UK construction and materials companies issued six profit warnings in the first half of 2018, with 17% of the sector putting out warnings, according to EY’s latest Profit Warnings Focus
Four companies issued a total of six profit warnings in the first six months of the year.
By the same point in 2017 there had been three profit warnings, which went on to hit seven for the whole year.
Problem contracts, such as the construction of waste-to-energy plants, have proved to be the most common factor provoking listed companies to dampen the expectations of investors.

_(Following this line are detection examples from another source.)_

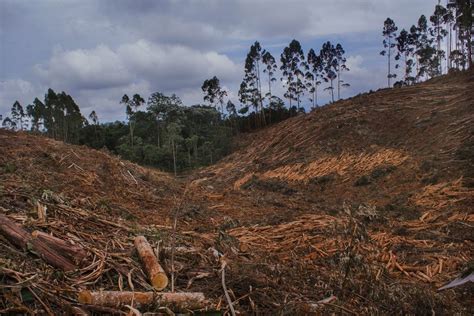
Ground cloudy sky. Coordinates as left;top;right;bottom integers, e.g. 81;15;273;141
0;0;436;121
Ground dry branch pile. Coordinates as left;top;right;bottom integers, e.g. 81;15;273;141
0;69;474;315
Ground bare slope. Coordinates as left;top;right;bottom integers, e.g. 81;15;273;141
0;72;474;315
183;72;474;314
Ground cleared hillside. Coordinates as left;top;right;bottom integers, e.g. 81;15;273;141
0;72;474;315
185;72;474;314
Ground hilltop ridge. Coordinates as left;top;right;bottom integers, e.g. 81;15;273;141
0;71;474;315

EY construction leader Ian Marson said: “The last year has been one of growth, but also increased challenge and scrutiny, which has drawn attention to some of the sector’s long-standing structural weaknesses. With the outlook in question, it feels like a good time to take stock and think about how construction companies can improve resilience and meet the challenges that lie ahead.”

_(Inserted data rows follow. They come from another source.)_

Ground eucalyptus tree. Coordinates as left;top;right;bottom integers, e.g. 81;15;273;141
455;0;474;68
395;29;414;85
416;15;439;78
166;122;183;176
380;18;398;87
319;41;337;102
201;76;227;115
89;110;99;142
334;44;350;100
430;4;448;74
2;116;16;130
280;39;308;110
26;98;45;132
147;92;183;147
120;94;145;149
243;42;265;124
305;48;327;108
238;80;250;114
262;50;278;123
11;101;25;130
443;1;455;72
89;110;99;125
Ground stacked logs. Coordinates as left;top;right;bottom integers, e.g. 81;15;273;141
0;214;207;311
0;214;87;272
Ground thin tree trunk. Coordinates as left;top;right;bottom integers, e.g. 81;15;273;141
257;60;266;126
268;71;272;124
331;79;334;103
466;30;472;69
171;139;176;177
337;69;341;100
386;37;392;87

Outside of residential construction, growth is still patchy with a smaller number of major projects coming through from the public sector. There’s an increasing risk that rising levels of economic and political uncertainty leads commercial clients to defer decision making. Just one of six sector profit warnings in 2018 cited the adverse weather, but four cited delayed contracts and uncertainty dragging on demand. Margins remain under pressure.
The construction sector, with government assistance, is looking at ways to address ingrained structural issues, such as low levels of innovation and the skills shortage. Low productivity is a vital challenge for the sector to resolve if it is to break out of its low-margin bind.

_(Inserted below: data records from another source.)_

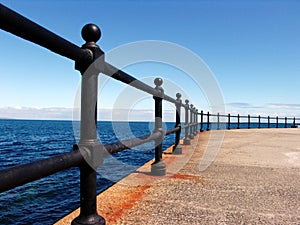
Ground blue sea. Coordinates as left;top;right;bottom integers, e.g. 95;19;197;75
0;120;175;225
0;120;296;225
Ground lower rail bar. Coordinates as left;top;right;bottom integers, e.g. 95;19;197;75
0;150;84;192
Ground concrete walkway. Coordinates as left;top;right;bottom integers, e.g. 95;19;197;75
57;129;300;225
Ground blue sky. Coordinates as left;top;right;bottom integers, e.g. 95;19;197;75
0;0;300;118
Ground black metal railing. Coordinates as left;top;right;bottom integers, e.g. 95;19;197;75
0;4;202;225
198;111;300;131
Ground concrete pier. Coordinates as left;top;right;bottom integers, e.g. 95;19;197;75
56;129;300;225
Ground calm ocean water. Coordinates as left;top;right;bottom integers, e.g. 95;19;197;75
0;120;290;225
0;120;178;225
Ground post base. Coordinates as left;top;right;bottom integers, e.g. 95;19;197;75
151;161;166;176
173;144;182;155
183;138;191;145
71;214;106;225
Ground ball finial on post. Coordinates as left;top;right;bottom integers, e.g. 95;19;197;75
81;23;101;43
154;78;163;87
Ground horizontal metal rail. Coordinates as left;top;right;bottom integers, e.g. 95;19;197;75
0;127;185;193
104;132;162;154
0;150;84;192
102;62;184;107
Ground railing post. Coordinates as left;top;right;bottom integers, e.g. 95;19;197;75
195;109;199;135
189;104;194;139
173;93;182;155
206;112;210;131
227;113;230;130
291;117;297;128
151;78;166;176
183;99;191;145
217;113;220;130
200;110;203;132
193;107;197;136
248;114;251;129
72;24;105;225
284;117;287;128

Marson continued: “Construction sector growth is notoriously hard to assess at any point – but especially after such a cold and wet winter. We’ll need a few more months of data to know if this represents a trend and it’s important to note that outside of residential construction, parts of the sector are growing, but at a relatively moderate pace.”
He added that construction companies were still carrying significant overhead in anticipation of bidding and winning new work but this has been slow to materialise – especially from within the public sector.
Marson concluded: “Concerns over the efficacy of PFI, along with increased scrutiny have served to extend the bid process for public projects. Two years of political uncertainty has also diverted attention away from infrastructure planning and spending.
“Margins also continue to remain under pressure, with risks beginning to build in raw material and labour costs from increased geopolitical tensions.”